Instead, I had to outstare Reno the Trucker and learn the difference between a turnip and a swede. It was a fun and educational trip.

FOOTNOTES

1 N.B. I don’t actually say this to people in the Supermarket under any circumstances – God forbid! – but I do think about it at length.

2 In this period of history, this exchange would of course have taken a somewhat different form, i.e.:

DISTINGUISHED, YET MOST PROBABLY LECHEROUS, LANDOWNER: ‘Prithee, my faire Wenche, canst thy pray take the Trouble to tellest me whether yon vegetable possesseth most strongly thy features of thy gentle, nurturing, swede, or of thy robust, healthful turnip?’
BUXOM PEASANT GIRL, TILLING FIELD (WITH SLY, KNOWING SMILE): ‘Why, Sire, I know not!
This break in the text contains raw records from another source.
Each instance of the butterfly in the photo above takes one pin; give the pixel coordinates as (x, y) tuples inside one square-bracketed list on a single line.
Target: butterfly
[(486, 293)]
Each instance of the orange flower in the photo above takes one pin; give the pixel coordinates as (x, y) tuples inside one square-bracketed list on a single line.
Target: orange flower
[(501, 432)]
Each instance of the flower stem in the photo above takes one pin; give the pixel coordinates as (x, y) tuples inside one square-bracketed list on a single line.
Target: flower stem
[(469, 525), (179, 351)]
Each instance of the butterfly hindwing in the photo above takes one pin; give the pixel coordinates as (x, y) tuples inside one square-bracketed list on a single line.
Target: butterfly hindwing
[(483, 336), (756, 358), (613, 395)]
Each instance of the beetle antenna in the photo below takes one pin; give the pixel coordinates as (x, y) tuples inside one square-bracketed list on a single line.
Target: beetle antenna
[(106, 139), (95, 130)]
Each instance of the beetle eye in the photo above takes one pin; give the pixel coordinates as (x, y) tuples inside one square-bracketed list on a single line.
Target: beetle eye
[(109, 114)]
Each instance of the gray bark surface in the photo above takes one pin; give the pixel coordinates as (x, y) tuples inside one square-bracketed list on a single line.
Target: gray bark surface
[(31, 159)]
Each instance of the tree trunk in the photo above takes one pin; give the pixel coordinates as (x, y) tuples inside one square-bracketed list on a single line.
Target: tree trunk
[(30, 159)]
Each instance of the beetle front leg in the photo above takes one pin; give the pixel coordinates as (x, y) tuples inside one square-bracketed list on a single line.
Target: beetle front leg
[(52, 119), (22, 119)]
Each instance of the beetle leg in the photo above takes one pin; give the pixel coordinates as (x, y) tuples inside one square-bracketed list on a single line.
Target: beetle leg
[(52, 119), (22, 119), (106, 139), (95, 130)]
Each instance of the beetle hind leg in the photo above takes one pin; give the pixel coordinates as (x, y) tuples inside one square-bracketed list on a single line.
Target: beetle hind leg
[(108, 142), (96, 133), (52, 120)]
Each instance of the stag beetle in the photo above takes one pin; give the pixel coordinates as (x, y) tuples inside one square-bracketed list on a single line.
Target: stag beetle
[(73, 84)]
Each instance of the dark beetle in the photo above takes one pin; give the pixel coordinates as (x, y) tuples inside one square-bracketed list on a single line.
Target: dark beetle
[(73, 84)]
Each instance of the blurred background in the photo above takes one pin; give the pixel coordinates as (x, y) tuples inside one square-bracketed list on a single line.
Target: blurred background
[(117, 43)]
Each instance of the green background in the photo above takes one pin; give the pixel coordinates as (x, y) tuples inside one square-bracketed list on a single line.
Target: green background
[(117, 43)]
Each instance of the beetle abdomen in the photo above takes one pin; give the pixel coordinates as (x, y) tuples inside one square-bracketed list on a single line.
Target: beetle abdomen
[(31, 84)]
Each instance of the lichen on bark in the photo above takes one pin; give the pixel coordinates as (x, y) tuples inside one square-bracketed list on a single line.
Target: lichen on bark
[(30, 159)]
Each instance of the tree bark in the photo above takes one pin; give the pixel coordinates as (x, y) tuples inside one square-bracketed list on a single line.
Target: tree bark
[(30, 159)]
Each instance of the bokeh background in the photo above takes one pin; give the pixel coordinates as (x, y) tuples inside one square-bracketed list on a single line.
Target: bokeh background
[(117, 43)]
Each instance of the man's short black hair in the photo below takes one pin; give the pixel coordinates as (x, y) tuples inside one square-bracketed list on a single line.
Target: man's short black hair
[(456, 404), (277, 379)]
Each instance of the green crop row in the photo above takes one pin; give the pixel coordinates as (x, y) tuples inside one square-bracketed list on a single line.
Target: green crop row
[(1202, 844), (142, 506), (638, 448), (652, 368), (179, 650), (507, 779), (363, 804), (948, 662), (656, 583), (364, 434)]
The taste of each is much the same to me ‘umble palate, it is though, so God ‘elp me.’

6 comments:

Hugo the Hippo said...

I'm struck by the deftness of your anecdote-montage technique -- there are so many other sources of amusement that you could have arrived from this encounter, but thankfully didn't. Must be a sign all those noir evenings weren't wasted!
If it weren't for the bloody cat do you think your couple would have been reduced to eating root vegetables in the first place?

AgnesVogler said...

Extremely educational story. Keep in mind that English is not my first language and that I live in Scandinavia where we all - yes, all of us - hate Swedes, the arrogant bastards. My initial response, not unlike yours, was: What does it matter? All Swedes are turnips.

Nice that you're blogging again, btw : ) I miss thy dry wit and sardonic comments.